Ainda de acordo com Luciano, é importante, também, evitar o medo excessivo do mundo. “Sim, ele está cheio de pessoas más, perigo e violência, mas tem pessoas boas, prazeres e descobertas fantásticas", afirma ele.

"Há uma crença, beirando a paranoia, de que o mundo atual é mais perigoso e de que as crianças têm de ser mais protegidas. Só que isso está extrapolando para situações desnecessárias, como 'proteger' o filho da terrível tarefa de arrumar a própria cama, do perigosíssimo trajeto até a escola ou de enfrentar uma pavorosa fila no banco. Se seu filho sempre tiver você para lidar com o valentão da escola, nunca aprenderá a lidar com o valentão do escritório", compara o especialista.

Outro ponto essencial apontado pela psicóloga Ana Paula é a dificuldade de certos pais em administrar as mudanças típicas da adolescência. "Muitos não entendem um certo afastamento natural que os filhos impõem e o confundem com falta de amor ou ingratidão, passando a agir de forma superprotetora na tentativa de perpetuar uma dependência já não mais saudável dessa relação", fala.

A partir daí, alguns pais e mães procuram a todo custo minimizar as dificuldades e responsabilidades inerentes a um crescimento sadio. As consequências podem ser desastrosas, já que adolescentes que crescem sem a menor noção de responsabilidade, de como se cuidar, de como viver integralmente sem depender de terceiros que façam o básico para sua sobrevivência, tornam-se adultos inseguros, imaturos e dependentes.

Por esses motivos, possivelmente é leviano chamar alguém de vinte e poucos anos (ou até mais) de folgado ou preguiçoso porque a mãe ainda esquenta seu jantar ou o pai o auxilia nas questões bancárias. Às vezes, a ajuda nem é solicitada –são os pais que tomam a iniciativa de fazer as coisas. A pessoa se estagnou.

“O filho não se incomoda porque se acomodou e não teve outra vivência", diz Quezia. “Mas muitos filhos também buscam manter os privilégios e regalias de uma criança depois que crescem, e, assim, se sentem confortáveis", completa Luciano.

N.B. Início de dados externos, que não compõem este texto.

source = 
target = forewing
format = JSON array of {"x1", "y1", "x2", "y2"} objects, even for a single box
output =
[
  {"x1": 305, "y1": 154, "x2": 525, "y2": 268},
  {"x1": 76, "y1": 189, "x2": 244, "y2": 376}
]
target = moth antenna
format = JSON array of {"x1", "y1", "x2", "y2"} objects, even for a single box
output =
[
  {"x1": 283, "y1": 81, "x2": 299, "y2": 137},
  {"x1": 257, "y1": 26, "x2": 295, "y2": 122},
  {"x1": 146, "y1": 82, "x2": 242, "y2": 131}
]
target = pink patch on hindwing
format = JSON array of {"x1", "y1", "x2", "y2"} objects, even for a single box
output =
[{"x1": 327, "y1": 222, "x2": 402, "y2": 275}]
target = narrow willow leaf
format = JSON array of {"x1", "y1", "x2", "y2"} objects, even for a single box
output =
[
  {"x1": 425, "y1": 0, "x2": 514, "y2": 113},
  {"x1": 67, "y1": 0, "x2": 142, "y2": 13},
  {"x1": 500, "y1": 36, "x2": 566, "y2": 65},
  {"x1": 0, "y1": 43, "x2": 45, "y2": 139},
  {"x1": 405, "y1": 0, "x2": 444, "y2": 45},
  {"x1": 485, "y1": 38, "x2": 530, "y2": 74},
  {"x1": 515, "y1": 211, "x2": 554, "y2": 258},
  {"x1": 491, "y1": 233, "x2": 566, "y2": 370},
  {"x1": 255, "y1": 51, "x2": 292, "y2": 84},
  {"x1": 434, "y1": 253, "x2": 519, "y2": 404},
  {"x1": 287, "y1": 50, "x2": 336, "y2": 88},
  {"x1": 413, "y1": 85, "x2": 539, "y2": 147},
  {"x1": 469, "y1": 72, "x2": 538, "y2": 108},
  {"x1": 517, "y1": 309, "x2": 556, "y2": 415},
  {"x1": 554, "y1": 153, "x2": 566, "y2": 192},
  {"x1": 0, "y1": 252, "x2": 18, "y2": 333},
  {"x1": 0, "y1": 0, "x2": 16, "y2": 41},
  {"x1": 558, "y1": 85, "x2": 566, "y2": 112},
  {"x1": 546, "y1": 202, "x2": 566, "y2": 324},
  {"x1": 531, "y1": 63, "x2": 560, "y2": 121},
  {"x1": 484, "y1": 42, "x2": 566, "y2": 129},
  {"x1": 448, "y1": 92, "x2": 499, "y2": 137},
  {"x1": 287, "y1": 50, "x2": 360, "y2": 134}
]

O resultado de tudo isso é a incapacidade de analisar riscos para tomar decisões acertadas e de assumir certas responsabilidades da vida adulta (simplesmente pela falta de experiência e habilidade para lidar com questões muitas vezes simples, mas desagradáveis, maçantes ou embaraçosas).

Adultos que não sabem controlar suas próprias vidas dificilmente serão capazes de ensinar isso a seus filhos. A quebra do padrão precisa vir deles, que devem tomar as rédeas da própria vida. É preciso ter em mente, sobretudo, de que o mais cômodo, no fim das contas, nem sempre é o mais fácil.